Crane, on U.S. Highway 385 and State Highway 329 in eastern Crane County, was named for Baylor University president William C. Crane. It is the seat and only town of the county and has the county’s only post office, which was founded in 1908. The discovery of oil in the county in 1926 led to the county’s organization the next year and to Crane’s development as an oil boomtown. Ollin Columbus Kinnison opened a realty office and platted a townsite, naming the streets for his daughters and sons. Early residents had to put up with board sidewalks, unpaved roads, and limited services-including hauling their own water-until permanent housing and city utilities were built. At one point – water was so scarce that women sent their laundry to El Paso by train. Schools and other amenities were established at Crane as the local oil resources were exploited.
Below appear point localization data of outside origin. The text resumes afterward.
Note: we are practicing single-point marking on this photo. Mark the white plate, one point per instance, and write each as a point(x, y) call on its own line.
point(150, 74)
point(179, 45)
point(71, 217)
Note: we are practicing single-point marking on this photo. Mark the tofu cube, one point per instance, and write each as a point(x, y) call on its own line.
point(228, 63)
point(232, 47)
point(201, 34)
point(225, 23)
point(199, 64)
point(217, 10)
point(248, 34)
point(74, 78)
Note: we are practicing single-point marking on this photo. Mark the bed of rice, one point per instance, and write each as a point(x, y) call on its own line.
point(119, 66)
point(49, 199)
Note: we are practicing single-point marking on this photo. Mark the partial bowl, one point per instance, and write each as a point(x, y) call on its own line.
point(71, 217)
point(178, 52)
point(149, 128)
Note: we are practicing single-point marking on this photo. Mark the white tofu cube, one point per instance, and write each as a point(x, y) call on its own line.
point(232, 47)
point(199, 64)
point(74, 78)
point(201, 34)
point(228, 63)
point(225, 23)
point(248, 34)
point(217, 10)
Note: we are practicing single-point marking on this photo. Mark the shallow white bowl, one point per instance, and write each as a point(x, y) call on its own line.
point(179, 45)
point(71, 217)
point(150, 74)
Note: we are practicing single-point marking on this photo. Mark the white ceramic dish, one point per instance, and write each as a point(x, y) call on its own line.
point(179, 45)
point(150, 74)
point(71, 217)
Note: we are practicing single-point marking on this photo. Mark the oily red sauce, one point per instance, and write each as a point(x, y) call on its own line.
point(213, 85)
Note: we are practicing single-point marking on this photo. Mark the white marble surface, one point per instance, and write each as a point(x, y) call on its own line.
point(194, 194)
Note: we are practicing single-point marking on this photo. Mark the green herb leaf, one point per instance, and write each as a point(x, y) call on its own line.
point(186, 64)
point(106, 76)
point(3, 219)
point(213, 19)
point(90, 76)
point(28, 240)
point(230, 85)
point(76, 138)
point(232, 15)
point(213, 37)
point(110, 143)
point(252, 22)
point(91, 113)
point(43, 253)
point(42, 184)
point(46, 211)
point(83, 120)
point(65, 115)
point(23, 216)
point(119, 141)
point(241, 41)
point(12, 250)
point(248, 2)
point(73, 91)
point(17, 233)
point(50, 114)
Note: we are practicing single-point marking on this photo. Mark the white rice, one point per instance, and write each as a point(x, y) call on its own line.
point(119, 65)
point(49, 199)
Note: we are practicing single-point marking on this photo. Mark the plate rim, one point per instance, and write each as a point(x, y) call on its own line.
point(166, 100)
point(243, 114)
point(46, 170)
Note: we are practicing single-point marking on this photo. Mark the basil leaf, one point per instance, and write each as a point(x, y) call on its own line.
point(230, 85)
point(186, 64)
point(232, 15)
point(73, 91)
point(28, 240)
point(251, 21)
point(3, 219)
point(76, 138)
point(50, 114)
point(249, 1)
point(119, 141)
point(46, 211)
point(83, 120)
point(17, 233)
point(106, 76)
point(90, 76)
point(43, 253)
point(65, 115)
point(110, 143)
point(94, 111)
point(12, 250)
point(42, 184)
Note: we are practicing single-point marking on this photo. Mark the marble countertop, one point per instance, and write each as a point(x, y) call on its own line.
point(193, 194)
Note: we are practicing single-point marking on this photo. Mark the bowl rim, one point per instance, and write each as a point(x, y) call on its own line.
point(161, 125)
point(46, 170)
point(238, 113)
The population reached 1,400 in 1940, which was about the time that Texas’ rural population was outnumbered by its urban population. In Crane’s case, the urban population always outnumbered the rural. By 1980 the town had a library, a swimming pool, and 104 businesses. These included a steel foundry, a concrete plant, a nursing home, and a hospital (that was enlarged in 1962). A special edition of the Crane News in 1972 celebrated the county’s production of one billion barrels of oil. In the 1980s the town was the service center for the region’s flourishing oil industry. Oil continues to be Crane’s main revenue source. Farming has never been big in Crane County and cattle is a distant second source of revenue.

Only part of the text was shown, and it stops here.